Bu çerçevede, 1988'de Türkiye ile Yunanistan arasında Davos Anlaşması imzalandı. Dışişleri Teşkilatı ile ters düşmekten çekinmedi. Onun dış politika anlayışı hesaplı riziko almak, büyük düşünmek, hareketlilik ve cesarete dayanıyordu. Bu yönleriyle kendi dış politikasını Atatürk'ün dış politikasına benzetirdi. Özal'a göre siyasi anlaşmazlıkların giderilmesi ve siyasi ilişkilerin düzeltilmesinde ‘‘ekonomik işbirliği’’ ile ‘‘kişisel dostlukların’’ büyük önemi vardı. Özal, ABD eski Başkanı George Bush'la dostluğunu aileler düzeyinde geliştirmişti. Bush Özal'a ‘‘Biraderim Turgut’’ diye hitap ediyor, Özal'ın yakın şahsi dostlarından biri olan İngiltere eski Başbakanı Bayan Margareth Thatcher, Özal'a takdir ye hayranlığını ‘‘Ben de Özalcıyım’’ sözleriyle açıklıyordu. Dünyanın çeşitli yerlerindeki insanlar Özal sayesinde Türkiye'nin adını duydu ve Türkiye'yi tanıdılar.

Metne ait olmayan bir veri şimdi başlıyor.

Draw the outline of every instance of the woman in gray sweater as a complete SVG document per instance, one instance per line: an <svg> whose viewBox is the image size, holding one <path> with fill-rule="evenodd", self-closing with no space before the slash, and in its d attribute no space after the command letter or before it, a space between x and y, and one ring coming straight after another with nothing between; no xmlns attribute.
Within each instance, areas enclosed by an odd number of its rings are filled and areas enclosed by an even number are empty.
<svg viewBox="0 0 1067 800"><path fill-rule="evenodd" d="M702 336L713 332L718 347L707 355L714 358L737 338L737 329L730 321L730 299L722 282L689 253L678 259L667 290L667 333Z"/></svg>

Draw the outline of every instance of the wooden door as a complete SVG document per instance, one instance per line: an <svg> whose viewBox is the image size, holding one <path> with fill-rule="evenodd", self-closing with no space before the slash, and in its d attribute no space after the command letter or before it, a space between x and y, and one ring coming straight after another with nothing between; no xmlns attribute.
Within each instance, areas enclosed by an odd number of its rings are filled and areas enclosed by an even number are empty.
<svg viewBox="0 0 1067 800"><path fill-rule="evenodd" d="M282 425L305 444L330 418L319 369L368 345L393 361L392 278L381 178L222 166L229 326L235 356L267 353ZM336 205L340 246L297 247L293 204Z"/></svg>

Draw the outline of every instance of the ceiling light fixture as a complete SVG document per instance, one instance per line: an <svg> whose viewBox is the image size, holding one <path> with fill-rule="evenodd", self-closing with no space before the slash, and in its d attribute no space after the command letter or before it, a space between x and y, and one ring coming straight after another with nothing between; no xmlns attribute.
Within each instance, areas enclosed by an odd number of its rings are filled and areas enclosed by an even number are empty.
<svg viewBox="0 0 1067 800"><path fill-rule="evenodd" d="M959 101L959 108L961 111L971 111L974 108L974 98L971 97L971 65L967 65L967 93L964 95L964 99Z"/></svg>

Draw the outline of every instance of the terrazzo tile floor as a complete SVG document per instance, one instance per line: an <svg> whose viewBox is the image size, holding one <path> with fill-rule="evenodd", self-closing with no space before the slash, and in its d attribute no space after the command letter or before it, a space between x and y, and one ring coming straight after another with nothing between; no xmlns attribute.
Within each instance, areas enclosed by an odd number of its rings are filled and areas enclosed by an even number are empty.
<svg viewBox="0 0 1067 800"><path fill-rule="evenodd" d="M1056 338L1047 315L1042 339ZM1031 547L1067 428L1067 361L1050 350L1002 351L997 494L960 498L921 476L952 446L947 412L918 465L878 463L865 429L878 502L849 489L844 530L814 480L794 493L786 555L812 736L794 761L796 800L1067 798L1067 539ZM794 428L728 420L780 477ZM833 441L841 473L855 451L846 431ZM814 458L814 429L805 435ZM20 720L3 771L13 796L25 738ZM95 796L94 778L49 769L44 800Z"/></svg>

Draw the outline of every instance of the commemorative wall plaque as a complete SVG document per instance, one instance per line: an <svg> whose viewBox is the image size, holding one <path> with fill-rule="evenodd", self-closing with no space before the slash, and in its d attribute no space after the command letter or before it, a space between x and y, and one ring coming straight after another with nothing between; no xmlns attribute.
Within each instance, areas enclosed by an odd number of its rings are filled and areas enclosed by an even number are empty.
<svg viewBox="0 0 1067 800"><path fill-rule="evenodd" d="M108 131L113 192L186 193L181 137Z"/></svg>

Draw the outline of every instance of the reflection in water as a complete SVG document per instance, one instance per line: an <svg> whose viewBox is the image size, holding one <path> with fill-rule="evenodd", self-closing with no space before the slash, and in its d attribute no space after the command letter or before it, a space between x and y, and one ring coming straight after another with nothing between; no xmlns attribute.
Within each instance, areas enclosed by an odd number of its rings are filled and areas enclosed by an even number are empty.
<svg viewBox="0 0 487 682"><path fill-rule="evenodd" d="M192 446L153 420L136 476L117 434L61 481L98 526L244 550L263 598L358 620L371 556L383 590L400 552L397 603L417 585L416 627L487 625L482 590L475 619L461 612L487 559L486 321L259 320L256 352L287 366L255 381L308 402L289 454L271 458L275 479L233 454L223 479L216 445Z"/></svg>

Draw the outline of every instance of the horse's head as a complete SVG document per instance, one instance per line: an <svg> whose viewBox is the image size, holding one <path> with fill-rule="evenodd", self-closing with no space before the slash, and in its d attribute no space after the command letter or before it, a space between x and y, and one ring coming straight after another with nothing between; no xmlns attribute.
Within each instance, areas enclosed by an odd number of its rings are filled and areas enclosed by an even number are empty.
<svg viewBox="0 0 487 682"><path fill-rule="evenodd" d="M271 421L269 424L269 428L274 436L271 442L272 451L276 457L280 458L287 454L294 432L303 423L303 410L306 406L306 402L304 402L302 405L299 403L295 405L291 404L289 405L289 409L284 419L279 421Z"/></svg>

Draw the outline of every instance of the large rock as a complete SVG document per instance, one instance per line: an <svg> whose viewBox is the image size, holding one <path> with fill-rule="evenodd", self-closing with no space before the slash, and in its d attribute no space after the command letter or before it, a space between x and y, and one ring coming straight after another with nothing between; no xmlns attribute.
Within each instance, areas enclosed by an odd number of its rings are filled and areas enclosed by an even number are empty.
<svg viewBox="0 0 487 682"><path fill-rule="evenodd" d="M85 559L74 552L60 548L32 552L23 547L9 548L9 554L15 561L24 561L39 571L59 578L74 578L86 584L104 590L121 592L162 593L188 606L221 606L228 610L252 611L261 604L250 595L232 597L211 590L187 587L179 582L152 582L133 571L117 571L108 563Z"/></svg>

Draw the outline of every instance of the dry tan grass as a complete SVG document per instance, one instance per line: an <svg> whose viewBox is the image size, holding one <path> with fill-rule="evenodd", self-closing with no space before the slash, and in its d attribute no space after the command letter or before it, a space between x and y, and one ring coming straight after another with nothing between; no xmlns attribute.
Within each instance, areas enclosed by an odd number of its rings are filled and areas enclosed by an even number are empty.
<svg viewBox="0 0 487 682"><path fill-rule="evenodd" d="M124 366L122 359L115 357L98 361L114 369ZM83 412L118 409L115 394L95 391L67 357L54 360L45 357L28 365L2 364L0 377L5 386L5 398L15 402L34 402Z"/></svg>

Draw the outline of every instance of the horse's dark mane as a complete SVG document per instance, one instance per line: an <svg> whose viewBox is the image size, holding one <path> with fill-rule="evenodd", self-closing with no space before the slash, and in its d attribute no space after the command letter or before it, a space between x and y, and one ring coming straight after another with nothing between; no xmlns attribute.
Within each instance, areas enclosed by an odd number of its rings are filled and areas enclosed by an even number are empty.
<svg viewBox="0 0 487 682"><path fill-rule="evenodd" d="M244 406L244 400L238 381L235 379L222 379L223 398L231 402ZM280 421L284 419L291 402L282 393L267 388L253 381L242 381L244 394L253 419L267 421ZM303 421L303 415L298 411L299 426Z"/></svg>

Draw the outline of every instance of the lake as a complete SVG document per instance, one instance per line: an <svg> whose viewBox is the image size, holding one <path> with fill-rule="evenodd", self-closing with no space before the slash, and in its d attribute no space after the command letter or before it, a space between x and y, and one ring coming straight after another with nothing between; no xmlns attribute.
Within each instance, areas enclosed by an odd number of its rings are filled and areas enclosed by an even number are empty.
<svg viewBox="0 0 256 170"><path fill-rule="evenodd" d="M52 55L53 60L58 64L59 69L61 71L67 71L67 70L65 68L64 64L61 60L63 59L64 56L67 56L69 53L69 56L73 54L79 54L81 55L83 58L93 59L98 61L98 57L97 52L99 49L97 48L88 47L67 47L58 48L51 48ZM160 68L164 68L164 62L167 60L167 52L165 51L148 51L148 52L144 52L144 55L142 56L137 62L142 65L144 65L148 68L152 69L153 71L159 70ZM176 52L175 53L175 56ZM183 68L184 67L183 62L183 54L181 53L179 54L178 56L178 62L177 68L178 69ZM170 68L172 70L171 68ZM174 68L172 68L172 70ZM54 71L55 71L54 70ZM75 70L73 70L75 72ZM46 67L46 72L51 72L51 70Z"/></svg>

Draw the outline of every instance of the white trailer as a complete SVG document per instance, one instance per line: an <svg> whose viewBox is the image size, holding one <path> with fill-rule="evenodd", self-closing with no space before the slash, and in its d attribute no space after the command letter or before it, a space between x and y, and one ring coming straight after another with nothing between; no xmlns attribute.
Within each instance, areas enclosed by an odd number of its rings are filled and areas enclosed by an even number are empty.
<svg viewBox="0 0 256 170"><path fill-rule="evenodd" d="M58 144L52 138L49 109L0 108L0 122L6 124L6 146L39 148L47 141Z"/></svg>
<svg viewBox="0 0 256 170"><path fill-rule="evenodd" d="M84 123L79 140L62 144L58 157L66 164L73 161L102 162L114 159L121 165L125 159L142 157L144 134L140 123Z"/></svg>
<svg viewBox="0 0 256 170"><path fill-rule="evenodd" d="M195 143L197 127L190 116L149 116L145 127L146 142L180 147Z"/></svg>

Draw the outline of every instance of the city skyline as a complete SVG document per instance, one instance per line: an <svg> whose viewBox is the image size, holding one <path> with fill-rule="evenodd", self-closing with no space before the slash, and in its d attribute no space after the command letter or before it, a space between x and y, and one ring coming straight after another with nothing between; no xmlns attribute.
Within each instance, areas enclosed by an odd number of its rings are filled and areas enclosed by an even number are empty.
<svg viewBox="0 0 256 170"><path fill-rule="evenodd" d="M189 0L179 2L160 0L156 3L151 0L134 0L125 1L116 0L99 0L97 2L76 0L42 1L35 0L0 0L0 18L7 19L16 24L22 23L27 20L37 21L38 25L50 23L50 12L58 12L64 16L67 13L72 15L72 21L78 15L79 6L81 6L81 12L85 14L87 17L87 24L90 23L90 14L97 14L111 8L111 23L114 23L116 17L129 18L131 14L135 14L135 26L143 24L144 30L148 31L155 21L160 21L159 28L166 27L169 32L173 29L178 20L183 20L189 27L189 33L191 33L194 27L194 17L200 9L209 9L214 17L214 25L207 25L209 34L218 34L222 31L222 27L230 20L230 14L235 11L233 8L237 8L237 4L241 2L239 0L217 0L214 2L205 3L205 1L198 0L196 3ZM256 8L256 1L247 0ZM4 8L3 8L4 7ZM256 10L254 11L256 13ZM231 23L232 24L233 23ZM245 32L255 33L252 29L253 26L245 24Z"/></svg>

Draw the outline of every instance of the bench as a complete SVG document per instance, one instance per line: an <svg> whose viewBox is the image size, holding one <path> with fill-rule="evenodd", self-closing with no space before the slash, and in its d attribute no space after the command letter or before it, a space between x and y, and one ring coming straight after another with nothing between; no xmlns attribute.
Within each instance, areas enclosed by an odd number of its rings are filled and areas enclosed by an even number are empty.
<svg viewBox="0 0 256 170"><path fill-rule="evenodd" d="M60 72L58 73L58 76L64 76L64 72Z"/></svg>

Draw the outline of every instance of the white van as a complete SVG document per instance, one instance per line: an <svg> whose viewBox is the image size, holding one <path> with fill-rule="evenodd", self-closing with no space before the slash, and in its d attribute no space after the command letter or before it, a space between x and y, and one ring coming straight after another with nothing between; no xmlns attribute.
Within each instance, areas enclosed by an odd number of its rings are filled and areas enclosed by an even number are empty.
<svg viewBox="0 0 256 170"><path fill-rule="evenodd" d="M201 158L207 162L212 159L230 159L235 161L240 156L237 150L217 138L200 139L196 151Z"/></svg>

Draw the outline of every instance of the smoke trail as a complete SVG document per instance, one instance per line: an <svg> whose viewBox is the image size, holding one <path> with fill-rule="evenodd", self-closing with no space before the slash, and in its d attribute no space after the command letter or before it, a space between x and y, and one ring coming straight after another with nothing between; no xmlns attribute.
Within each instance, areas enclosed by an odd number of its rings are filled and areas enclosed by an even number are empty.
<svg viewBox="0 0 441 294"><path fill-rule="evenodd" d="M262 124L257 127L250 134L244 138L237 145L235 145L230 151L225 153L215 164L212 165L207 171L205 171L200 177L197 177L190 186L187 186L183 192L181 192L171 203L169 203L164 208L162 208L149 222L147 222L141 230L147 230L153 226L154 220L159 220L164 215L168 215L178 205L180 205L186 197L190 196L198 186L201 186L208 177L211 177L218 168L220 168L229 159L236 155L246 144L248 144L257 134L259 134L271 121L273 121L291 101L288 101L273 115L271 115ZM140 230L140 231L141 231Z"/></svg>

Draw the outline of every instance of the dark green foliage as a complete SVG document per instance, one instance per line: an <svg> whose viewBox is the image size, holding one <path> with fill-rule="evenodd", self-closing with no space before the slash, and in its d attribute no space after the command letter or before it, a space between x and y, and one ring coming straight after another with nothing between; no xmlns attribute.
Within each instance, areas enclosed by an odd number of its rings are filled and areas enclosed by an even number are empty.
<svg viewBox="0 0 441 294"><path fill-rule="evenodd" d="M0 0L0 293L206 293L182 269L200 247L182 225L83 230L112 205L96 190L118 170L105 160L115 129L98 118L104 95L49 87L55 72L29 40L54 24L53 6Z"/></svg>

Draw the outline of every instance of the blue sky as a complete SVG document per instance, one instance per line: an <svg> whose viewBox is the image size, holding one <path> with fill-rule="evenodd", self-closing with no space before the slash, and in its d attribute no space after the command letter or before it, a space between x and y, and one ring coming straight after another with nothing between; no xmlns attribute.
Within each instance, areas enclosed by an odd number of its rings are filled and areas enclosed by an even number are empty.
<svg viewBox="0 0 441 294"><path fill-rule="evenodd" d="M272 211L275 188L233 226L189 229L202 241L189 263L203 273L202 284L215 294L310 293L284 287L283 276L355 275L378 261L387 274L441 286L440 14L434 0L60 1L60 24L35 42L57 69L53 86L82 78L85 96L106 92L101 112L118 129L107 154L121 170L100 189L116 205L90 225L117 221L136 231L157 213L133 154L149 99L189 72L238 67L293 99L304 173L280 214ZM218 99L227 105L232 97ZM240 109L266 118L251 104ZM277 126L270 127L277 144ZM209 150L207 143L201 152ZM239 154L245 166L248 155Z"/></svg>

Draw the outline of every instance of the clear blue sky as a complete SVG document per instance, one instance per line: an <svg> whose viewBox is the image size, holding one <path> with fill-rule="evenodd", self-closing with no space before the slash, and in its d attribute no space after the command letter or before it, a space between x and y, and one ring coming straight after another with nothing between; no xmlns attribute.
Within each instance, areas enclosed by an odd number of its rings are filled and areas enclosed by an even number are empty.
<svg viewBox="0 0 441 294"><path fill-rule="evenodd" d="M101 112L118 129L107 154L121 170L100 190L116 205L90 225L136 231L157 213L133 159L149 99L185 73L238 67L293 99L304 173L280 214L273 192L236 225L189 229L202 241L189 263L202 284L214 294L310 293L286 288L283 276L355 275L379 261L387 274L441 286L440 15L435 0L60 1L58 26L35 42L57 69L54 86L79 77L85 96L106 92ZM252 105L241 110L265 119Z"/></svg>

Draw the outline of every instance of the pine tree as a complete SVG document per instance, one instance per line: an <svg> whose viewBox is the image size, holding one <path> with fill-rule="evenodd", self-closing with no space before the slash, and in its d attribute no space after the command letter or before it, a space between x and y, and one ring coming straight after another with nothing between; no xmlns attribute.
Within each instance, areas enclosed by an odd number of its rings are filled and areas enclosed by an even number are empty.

Uluslararası televizyon istasyonları, radyolar ve gazeteler, Özal sayesinde Türkiye ile ilgili yayınlar yapmaya, programlar hazırlamaya başladılar. Özellikle Körfez savaşı sırasında karizmasını ön plana çıkararak, sürekli kendisinden, dolayısıyla Türkiye'den söz edilmesini sağladı. Körfez Savaşı sırasında ABD Başkanı Bush'un fikirlerine değer verdiği ve önemli konuları sürekli danıştığı lider olarak, uluslararası boyuta çıkmayı ve uluslararası liderler arasına girmeyi başardı. Özal'ın, Türkiye ve Yunanistan karşılıklı olarak birbirlerinin vatandaşlarına vize uygularken, ‘‘Yunanlılardan vize istenmeyeceğini’’ açıklaması da, ülkesindeki Türk azınlığa soykırım uygulayan Bulgaristan'ın eski Devlet Başkanı Todor Jivkov'a ‘‘Bulgaristan'daki bütün Türkleri kabule hazırız’’ diyerek meydan okuması ve arkasından kapıları açması da, Irak'ta Saddam’dan kaçan 200 bin Kürt'ü topraklarımıza kabul etmesi de, ulusal ve uluslararası alanda büyük yankılar uyandıran cesur dış politika girişimleriydi.